Tangerine dreams
London-based Nigerian artist Ken Nwadiogbu hit upon his trademark “thermographic” orange palette in his large portraits while taking a bath and staring at a lit candle: “It’s a beautiful color. There’s something about fire, it’s authentic.”
Another signature feature of his works are the cutout eyeholes, usually revealing the artist staring back at the viewer. “I started with: How can I represent this darkness within a view of light? Almost like I want to get access to your soul or your being.”
Trained as an engineer, he veered towards the Royal Academy of Art and started generating immersive canvases framed in oranges and yellows. They were a hit, and Retro Africa gallery founding director Dolly Kola-Balogun decided to bring him to Art SG.

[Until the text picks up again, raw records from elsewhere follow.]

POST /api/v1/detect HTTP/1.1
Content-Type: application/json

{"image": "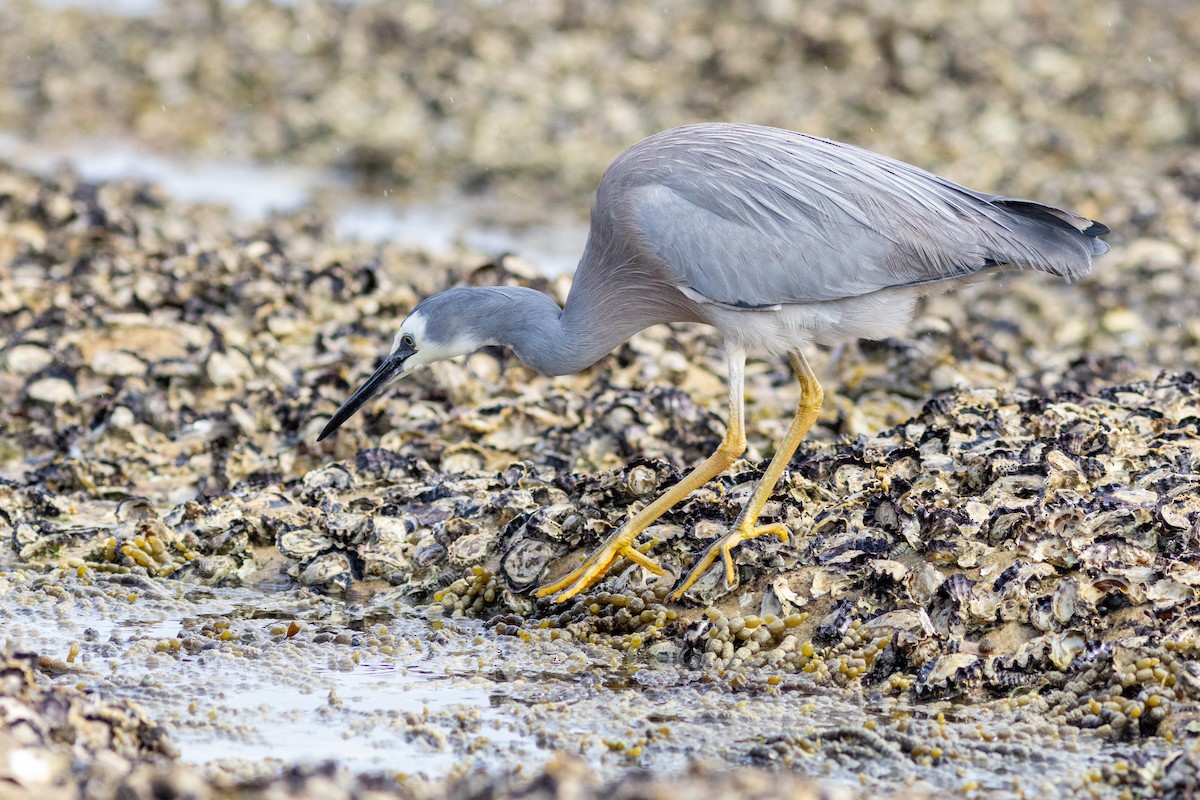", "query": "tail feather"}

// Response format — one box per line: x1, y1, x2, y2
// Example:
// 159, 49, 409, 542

992, 197, 1110, 281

A key theme of Ken’s work is immigration—his friends and fellow creatives are shown framed through doors, or with backs turned, leaving the frame. Elsewhere, he collaborates with Migrate Art to raise money for Myanmar, and donates site-specific works to art therapy initiative Hospital Rooms in the UK.
Dolly and Ken tend to emanate as much energy as his “thermal” artwork does, and she’s not shy about promoting a bridge between the art worlds of Asia and Africa. While admitting it’s still an “uphill battle to get people to be open-minded,” she sees more similarities than differences: ”Culturally, we’re very similar to Asia: very communal, family-oriented, spicy food, even in terms of indigenous philosophies.” She admits “the culture shock lies in external differences that seem vast—race, mode of speech, language—but once you start breaking it down to value systems and ideas, you see an overlap.”
While Retro Africa, which she founded in 2015, is the only African gallery at Art SG this year, with artists like Nwadiogbu—whose visual language crosses barriers easily—the time is coming.
“When it catches fire, I think it will be intuitive that contemporary African artists and Asian institutions can find a natural harmony,” she says.